I took Hebrew classes from a young age, but still only achieved real fluency after taking advanced grammar and literature courses in rabbinical school, and living in Israel for a year. Aramaic was easier to pick up, but only because I was alreay nearly fluent in Hebrew, and Aramaic uses the same alphabet and is a close sister language.

Similarly, I taught myself Middle English and Anglo-Saxon, just by picking up a couple of grammars and a lot of literature, and piecing it together over the course of a year or so. But of course, I already knew English in its modern and its Elizabethan forms, and I had some Latin, and a bit of Yiddish (which is at least half Middle High German), which made it much easier going.
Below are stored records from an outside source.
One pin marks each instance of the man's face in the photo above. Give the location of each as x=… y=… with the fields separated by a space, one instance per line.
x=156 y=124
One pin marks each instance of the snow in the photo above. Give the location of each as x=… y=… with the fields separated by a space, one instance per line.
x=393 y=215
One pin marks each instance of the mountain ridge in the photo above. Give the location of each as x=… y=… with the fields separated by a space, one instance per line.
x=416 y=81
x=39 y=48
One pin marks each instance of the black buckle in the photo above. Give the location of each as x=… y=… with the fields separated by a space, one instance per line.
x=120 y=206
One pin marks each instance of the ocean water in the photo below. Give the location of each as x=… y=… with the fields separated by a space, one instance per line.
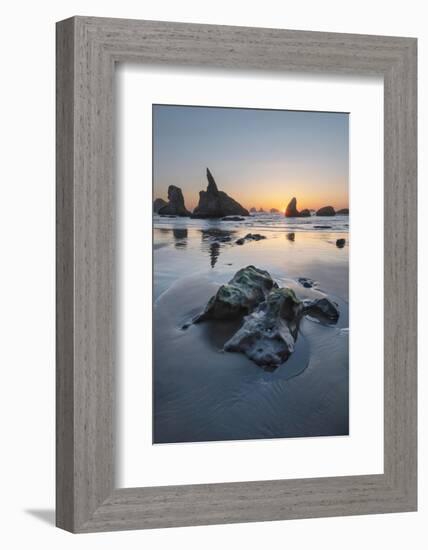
x=202 y=393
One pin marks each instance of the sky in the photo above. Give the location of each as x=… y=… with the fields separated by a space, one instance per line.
x=261 y=158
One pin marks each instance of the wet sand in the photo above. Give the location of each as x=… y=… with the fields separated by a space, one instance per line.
x=204 y=394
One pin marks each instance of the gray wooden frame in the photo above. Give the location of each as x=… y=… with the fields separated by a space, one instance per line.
x=87 y=50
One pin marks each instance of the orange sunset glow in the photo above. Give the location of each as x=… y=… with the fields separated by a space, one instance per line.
x=261 y=158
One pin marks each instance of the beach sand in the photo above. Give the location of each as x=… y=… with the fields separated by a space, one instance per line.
x=202 y=393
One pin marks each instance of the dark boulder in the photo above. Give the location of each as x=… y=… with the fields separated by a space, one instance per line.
x=248 y=287
x=158 y=204
x=217 y=204
x=271 y=315
x=326 y=211
x=175 y=206
x=268 y=335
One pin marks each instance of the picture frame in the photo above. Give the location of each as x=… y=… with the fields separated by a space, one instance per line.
x=87 y=50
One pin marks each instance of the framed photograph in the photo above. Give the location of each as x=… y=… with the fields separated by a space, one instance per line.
x=236 y=274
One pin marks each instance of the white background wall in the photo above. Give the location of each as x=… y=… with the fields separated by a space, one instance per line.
x=27 y=271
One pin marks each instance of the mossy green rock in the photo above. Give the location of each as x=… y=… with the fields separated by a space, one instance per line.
x=248 y=287
x=268 y=335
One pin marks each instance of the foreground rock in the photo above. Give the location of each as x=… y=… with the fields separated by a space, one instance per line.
x=268 y=335
x=158 y=204
x=217 y=204
x=272 y=315
x=175 y=206
x=326 y=211
x=248 y=287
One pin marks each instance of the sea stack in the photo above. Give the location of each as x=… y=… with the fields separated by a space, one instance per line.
x=158 y=204
x=175 y=206
x=291 y=210
x=214 y=203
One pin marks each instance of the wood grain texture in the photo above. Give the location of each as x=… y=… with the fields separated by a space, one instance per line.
x=87 y=50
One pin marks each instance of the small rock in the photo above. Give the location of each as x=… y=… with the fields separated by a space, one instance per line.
x=158 y=204
x=175 y=204
x=323 y=308
x=307 y=283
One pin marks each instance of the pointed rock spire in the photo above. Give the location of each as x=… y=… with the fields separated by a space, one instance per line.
x=217 y=204
x=212 y=186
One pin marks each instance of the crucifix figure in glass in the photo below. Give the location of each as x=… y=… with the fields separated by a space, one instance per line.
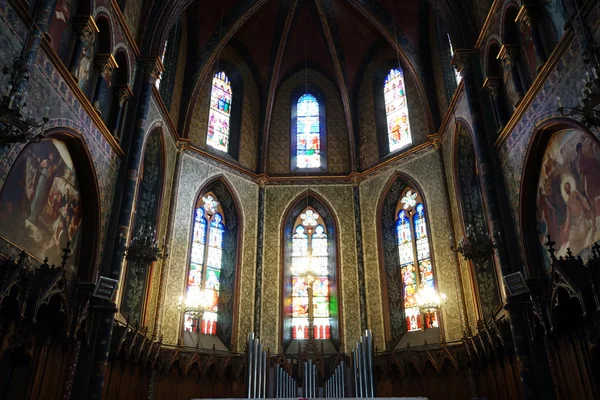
x=310 y=277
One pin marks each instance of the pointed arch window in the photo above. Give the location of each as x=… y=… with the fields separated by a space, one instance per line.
x=310 y=245
x=414 y=251
x=205 y=265
x=220 y=113
x=396 y=110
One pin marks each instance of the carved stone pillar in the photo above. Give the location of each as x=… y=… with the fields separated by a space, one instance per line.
x=122 y=95
x=86 y=36
x=105 y=63
x=516 y=314
x=105 y=310
x=528 y=17
x=510 y=54
x=493 y=86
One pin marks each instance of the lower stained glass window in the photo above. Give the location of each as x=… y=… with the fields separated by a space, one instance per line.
x=202 y=295
x=415 y=259
x=309 y=245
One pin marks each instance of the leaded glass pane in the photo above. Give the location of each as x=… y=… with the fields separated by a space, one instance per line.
x=396 y=109
x=220 y=112
x=308 y=139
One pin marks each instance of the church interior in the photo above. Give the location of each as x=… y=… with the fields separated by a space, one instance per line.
x=300 y=199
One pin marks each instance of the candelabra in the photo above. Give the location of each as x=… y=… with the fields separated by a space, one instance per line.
x=478 y=245
x=589 y=100
x=144 y=247
x=16 y=123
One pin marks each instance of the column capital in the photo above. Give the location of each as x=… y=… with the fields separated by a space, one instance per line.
x=124 y=93
x=153 y=68
x=509 y=53
x=87 y=28
x=106 y=63
x=493 y=86
x=461 y=60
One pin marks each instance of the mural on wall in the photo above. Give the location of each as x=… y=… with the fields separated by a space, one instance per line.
x=472 y=206
x=146 y=211
x=61 y=27
x=40 y=206
x=568 y=194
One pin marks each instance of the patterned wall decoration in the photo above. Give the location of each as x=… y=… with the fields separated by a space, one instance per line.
x=278 y=199
x=48 y=87
x=250 y=112
x=146 y=211
x=368 y=152
x=280 y=134
x=195 y=173
x=473 y=215
x=425 y=168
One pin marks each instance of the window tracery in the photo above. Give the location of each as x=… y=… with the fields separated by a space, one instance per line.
x=415 y=259
x=205 y=266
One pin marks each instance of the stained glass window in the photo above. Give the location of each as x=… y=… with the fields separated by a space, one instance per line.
x=414 y=253
x=457 y=75
x=205 y=266
x=162 y=60
x=396 y=110
x=308 y=132
x=309 y=244
x=220 y=113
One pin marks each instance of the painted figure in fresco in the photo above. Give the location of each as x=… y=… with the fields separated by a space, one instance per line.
x=577 y=225
x=589 y=172
x=62 y=15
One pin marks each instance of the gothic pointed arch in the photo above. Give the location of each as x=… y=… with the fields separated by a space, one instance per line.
x=407 y=262
x=471 y=209
x=310 y=231
x=136 y=280
x=213 y=262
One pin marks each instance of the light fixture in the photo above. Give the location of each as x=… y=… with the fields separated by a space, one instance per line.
x=144 y=247
x=477 y=245
x=16 y=122
x=428 y=299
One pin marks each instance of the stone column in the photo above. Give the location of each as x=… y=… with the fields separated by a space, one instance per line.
x=106 y=310
x=515 y=309
x=493 y=85
x=122 y=95
x=105 y=63
x=86 y=36
x=528 y=18
x=510 y=54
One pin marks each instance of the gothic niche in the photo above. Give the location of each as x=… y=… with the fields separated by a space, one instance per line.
x=488 y=292
x=40 y=205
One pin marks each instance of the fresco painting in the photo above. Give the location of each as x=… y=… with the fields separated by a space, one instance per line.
x=568 y=193
x=40 y=205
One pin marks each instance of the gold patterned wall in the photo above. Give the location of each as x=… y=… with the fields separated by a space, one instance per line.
x=280 y=133
x=195 y=173
x=277 y=201
x=425 y=168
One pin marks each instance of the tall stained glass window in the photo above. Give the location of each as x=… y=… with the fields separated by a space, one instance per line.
x=220 y=113
x=415 y=259
x=309 y=244
x=205 y=265
x=396 y=110
x=457 y=75
x=308 y=133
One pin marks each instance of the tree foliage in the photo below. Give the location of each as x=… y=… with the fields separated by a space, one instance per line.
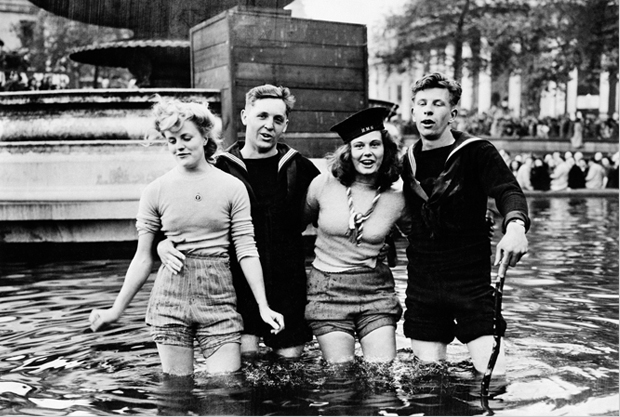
x=48 y=41
x=542 y=40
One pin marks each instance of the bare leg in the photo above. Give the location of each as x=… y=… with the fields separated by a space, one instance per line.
x=480 y=350
x=379 y=345
x=225 y=360
x=337 y=347
x=428 y=351
x=293 y=352
x=176 y=360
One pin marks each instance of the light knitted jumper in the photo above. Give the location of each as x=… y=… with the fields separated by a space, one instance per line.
x=203 y=212
x=328 y=208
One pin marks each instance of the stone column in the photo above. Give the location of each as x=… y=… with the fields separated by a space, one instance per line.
x=514 y=95
x=571 y=93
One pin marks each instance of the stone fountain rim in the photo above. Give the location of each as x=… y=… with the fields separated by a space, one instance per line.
x=103 y=95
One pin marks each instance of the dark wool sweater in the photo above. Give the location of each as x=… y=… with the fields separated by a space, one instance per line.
x=278 y=227
x=449 y=218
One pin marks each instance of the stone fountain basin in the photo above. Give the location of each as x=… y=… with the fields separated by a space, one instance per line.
x=73 y=162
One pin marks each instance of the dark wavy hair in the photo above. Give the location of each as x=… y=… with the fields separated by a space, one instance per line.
x=341 y=165
x=438 y=80
x=171 y=113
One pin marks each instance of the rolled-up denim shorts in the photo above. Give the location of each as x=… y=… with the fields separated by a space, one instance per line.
x=357 y=300
x=197 y=303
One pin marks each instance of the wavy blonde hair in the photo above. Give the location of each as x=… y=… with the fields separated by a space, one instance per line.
x=171 y=113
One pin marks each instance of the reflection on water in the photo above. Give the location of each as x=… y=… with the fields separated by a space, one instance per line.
x=561 y=304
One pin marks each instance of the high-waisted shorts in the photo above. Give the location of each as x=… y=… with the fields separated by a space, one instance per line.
x=200 y=298
x=362 y=299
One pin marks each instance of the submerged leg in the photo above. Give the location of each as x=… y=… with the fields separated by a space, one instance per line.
x=337 y=347
x=249 y=345
x=176 y=360
x=226 y=359
x=379 y=345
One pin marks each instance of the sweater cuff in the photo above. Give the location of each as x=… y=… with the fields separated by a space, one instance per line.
x=516 y=215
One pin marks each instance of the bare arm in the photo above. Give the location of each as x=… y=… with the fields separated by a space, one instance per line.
x=137 y=274
x=253 y=272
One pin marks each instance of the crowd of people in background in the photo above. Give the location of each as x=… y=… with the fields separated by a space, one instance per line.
x=568 y=171
x=593 y=127
x=497 y=122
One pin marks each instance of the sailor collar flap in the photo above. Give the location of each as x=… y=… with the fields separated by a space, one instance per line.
x=234 y=154
x=458 y=145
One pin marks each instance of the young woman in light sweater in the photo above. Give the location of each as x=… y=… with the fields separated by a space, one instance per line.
x=203 y=208
x=354 y=207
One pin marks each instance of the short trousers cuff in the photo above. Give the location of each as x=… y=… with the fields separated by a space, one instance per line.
x=184 y=337
x=322 y=327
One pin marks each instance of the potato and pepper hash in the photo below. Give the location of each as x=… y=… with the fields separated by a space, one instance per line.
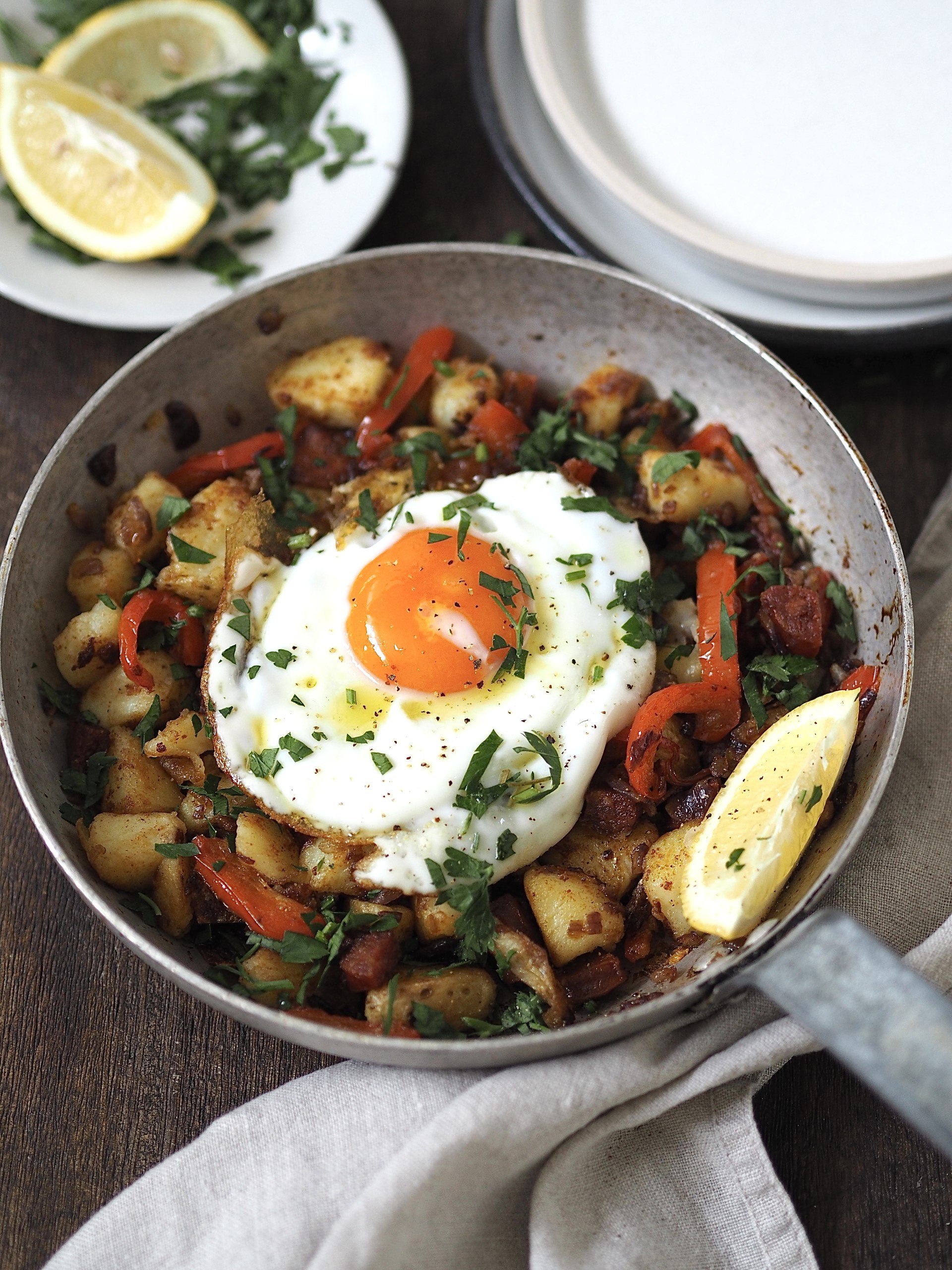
x=408 y=709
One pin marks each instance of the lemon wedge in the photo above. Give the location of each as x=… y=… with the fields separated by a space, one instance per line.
x=149 y=49
x=761 y=822
x=96 y=175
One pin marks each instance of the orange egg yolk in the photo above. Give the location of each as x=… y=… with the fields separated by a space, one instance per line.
x=419 y=618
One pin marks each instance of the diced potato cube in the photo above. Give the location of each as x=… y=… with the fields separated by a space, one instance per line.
x=603 y=398
x=116 y=700
x=692 y=491
x=263 y=967
x=171 y=896
x=615 y=860
x=433 y=921
x=334 y=384
x=402 y=912
x=121 y=847
x=131 y=525
x=574 y=912
x=330 y=864
x=88 y=645
x=664 y=870
x=457 y=992
x=99 y=571
x=136 y=783
x=271 y=847
x=214 y=509
x=456 y=399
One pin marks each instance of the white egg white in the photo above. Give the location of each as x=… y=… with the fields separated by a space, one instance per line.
x=409 y=810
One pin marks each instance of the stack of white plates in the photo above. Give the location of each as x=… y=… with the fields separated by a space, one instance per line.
x=785 y=164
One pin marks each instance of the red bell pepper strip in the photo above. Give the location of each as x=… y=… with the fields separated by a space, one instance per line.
x=240 y=887
x=320 y=1016
x=866 y=679
x=716 y=574
x=202 y=469
x=498 y=429
x=432 y=346
x=716 y=436
x=154 y=606
x=645 y=733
Latin, which I only have imperfect knowledge of, was much harder. Years of courses, reading grammars and literature, and I thought it quite complicated. I sometimes think about polishing it up, and maybe picking up some Greek, too. But I can't imagine being able to learn more than just a couple more languages.....
 

Bismillah

Submit
Some of these would complement each other within the categories they fall i.e the Semitic languages or the Indo-European languages. However, to learn all of these languages to the degree of fluency would be impossible and insensible (in my opinion) unless taken as a full time job.
 

Valjean

Veteran Member
Premium Member
Some of these would complement each other within the categories they fall i.e the Semitic languages or the Indo-European languages. However, to learn all of these languages to the degree of fluency would be impossible and insensible (in my opinion) unless taken as a full time job.
It goes further than that. Some, Hindi and Urdu for example, are pretty much the same language, while Cantonese and Mandarin are quite different 'Chineses'.
 

Bismillah

Submit
Yup I pretty much tack on both Hindi and Urdu to my resume wherever I apply :) And once you learn them understanding Punjubi is not much of a stretch at all.

Though just as a general guide book he should at least try to compartmentalize the languages i.e the roman languages the Semitic languages etc. etc.